= Rex Davis =

British actor, boxer, soldier, politician (1890–1951)

Captain Reginald Graham Davis (7 November 1890 - 1 December 1951) was a British soldier, silent film actor and sportsman.

==Biography==

Davis was born in Keymer, Sussex, in 1890. According to one source, he got his start in films because he was a good amateur boxer. He also played field hockey for the Richmond Hockey Club.

Davis had done several movies by the time the First World War broke out in August 1914. In July 1918, he was awarded the Military Cross "For conspicuous gallantry and devotion to duty."

He was the Conservative candidate in the by-election of 1932 for Wednesbury, but was defeated by Labour politician John Banfield.
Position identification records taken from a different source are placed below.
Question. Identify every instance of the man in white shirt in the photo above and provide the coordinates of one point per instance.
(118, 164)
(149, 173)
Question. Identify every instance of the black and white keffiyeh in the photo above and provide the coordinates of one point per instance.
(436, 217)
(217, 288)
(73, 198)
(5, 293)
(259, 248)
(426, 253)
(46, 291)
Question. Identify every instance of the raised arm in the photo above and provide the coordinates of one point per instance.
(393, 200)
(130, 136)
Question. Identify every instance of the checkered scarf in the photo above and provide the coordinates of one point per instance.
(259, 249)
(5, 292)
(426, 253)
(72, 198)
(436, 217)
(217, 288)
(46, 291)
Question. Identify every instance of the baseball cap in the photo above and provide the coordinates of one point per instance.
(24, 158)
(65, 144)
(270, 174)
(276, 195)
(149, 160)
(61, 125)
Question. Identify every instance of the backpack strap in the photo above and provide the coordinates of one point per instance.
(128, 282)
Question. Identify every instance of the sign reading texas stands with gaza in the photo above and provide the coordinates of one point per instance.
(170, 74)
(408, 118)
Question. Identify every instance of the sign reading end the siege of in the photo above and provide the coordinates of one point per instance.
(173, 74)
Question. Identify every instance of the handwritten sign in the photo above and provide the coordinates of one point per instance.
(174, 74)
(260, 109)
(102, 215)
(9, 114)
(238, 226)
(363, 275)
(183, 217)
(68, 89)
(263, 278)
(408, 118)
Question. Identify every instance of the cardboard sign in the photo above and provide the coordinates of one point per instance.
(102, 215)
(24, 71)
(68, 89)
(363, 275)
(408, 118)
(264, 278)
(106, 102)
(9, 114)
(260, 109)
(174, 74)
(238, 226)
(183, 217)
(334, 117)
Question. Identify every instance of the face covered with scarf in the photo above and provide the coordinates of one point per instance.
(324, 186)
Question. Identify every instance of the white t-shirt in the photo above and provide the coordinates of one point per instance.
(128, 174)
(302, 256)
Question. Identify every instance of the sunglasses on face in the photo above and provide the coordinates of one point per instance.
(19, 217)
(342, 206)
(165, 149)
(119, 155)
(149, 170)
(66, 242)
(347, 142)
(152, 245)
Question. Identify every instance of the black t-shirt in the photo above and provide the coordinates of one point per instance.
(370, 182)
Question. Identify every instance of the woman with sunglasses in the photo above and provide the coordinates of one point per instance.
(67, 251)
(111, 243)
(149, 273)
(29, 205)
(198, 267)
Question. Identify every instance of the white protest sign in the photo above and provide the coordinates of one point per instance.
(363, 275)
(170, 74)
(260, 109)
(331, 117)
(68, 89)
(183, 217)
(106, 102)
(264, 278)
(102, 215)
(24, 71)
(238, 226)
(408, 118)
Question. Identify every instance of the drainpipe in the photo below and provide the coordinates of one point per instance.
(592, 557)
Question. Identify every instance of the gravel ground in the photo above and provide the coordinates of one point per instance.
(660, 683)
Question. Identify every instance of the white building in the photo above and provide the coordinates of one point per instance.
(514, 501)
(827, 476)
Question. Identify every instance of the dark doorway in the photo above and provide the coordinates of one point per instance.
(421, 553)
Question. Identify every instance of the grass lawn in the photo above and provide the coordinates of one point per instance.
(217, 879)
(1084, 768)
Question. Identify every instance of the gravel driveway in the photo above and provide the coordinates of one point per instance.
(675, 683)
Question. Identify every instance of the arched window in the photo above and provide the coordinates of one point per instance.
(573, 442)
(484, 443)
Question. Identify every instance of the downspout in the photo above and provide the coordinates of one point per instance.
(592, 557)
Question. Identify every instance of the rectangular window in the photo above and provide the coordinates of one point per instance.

Davis stayed in the military and was promoted to captain. In the 1943 Birthday Honours, he was made a Member of the Order of the British Empire. He died in East Wittering, Sussex, in 1951, after a painful illness.

==Selected filmography==
- The House of Temperley (1913)
- The Fool (1913)
- For Her People (1914)
- The Shepherd Lassie of Argyle (1914)
- Won by a Head (1920)
- The Pride of the Fancy (1920)
- Uncle Bernac (1921)
- Mord Em'ly (1922)
- All Sorts and Conditions of Men (1921)
- The Crimson Circle (1922)
- The Lion's Mouse (1923)
- A Couple of Down and Outs (1923)
- The Knockout (1923)
- Married Love (1923)
- Every Mother's Son (1926)
- Motherland (1927)

==Bibliography==
- Bamford, Kenton. Distorted Images: British National Identity and Film in the 1920s. I.B. Tauris, 1999.